Alvarez-Castro José M, Carlborg Orjan
Linnaeus Centre for Bioinformatics, Uppsala University, SE-75124 Uppsala, Sweden.
Genetics. 2007 Jun;176(2):1151-67. doi: 10.1534/genetics.106.067348. Epub 2007 Apr 3.
Interaction between genes, or epistasis, is found to be common and it is a key concept for understanding adaptation and evolution of natural populations, response to selection in breeding programs, and determination of complex disease. Currently, two independent classes of models are used to study epistasis. Statistical models focus on maintaining desired statistical properties for detection and estimation of genetic effects and for the decomposition of genetic variance using average effects of allele substitutions in populations as parameters.
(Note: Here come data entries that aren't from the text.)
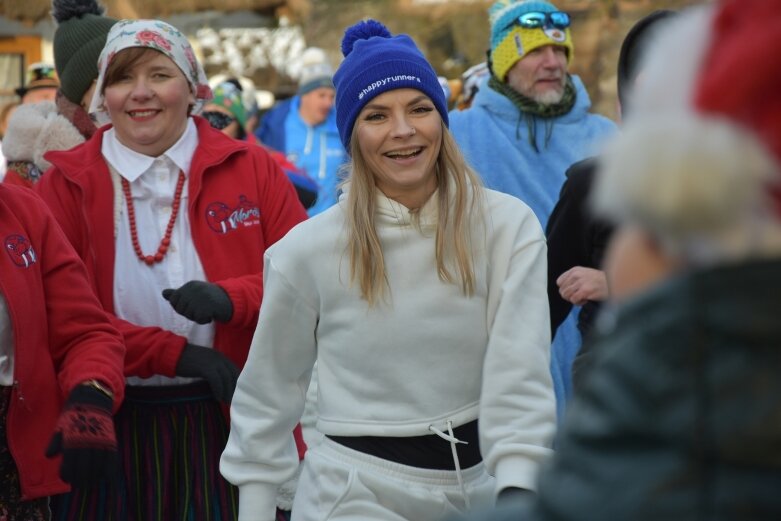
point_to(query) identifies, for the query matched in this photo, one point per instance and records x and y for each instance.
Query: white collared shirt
(138, 287)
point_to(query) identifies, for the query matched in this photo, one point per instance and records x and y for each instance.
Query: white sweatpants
(341, 484)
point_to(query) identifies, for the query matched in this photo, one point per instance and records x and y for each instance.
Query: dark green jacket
(680, 418)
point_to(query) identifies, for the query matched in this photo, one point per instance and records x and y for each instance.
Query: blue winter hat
(375, 61)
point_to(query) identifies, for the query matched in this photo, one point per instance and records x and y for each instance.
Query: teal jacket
(680, 417)
(494, 138)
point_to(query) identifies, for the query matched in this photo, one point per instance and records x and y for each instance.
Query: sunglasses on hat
(537, 19)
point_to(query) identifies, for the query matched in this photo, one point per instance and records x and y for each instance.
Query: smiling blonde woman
(422, 298)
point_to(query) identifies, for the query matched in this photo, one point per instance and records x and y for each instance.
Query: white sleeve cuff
(516, 471)
(257, 502)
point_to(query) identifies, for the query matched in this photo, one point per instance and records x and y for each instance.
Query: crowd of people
(191, 292)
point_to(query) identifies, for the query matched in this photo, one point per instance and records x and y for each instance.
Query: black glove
(201, 302)
(212, 366)
(85, 437)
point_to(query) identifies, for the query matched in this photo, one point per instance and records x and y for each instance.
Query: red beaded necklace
(131, 215)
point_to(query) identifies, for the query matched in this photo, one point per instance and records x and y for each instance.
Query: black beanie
(633, 49)
(79, 38)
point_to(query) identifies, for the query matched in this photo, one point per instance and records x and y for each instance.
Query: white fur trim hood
(698, 182)
(35, 129)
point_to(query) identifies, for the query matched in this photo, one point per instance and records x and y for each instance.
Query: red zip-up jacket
(239, 203)
(61, 335)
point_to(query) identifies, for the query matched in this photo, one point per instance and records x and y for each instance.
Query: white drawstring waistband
(450, 437)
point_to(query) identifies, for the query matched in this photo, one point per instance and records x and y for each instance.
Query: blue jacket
(494, 137)
(317, 150)
(677, 419)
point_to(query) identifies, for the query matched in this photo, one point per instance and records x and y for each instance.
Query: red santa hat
(698, 163)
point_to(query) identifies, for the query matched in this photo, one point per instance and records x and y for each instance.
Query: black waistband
(427, 452)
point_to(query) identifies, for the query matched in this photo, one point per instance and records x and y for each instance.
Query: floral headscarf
(161, 37)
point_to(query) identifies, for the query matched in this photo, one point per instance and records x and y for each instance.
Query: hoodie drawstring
(450, 437)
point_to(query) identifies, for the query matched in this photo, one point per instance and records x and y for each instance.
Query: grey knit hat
(79, 38)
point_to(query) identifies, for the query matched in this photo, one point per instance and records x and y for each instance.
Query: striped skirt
(170, 439)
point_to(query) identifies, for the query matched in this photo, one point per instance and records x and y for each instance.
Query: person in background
(227, 113)
(60, 365)
(172, 219)
(576, 239)
(407, 294)
(529, 123)
(38, 128)
(41, 84)
(472, 80)
(5, 115)
(678, 419)
(304, 128)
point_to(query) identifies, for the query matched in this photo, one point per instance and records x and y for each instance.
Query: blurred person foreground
(678, 419)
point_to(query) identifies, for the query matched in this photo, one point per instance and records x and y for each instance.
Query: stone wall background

Functional models focus on the evolutionary consequences of the attributes of the genotype-phenotype map using natural effects of allele substitutions as parameters. Here we provide a new, general and unified model framework: the natural and orthogonal interactions (NOIA) model. NOIA implements tools for transforming genetic effects measured in one population to the ones of other populations (e.g., between two experimental designs for QTL) and parameters of statistical and functional epistasis into each other (thus enabling us to obtain functional estimates of QTL), as demonstrated numerically. We develop graphical interpretations of functional and statistical models as regressions of the genotypic values on the gene content, which illustrates the difference between the models--the constraint on the slope of the functional regression--and when the models are equivalent. Furthermore, we use our theoretical foundations to conceptually clarify functional and statistical epistasis, discuss the advantages of NOIA over previous theory, and stress the importance of linking functional and statistical models.
基因间的相互作用,即上位性,被发现是普遍存在的,它是理解自然种群的适应与进化、育种计划中对选择的响应以及复杂疾病判定的关键概念。目前,有两类独立的模型用于研究上位性。统计模型侧重于维持所需的统计特性,以便检测和估计遗传效应,并使用群体中等位基因替换的平均效应作为参数来分解遗传方差。功能模型则侧重于以等位基因替换的自然效应为参数,研究基因型 - 表型图谱属性的进化后果。在此,我们提供了一个新的、通用且统一的模型框架:自然正交相互作用(NOIA)模型。如数值所示,NOIA实现了将在一个群体中测量的遗传效应转换为其他群体的遗传效应(例如,在两个数量性状位点实验设计之间),以及将统计和功能上位性的参数相互转换(从而使我们能够获得数量性状位点的功能估计)的工具。我们将功能模型和统计模型解释为基因型值对基因含量的回归,这说明了模型之间的差异——功能回归斜率的约束——以及模型何时等价。此外,我们利用理论基础从概念上阐明功能上位性和统计上位性,讨论NOIA相对于先前理论的优势,并强调将功能模型和统计模型联系起来的重要性。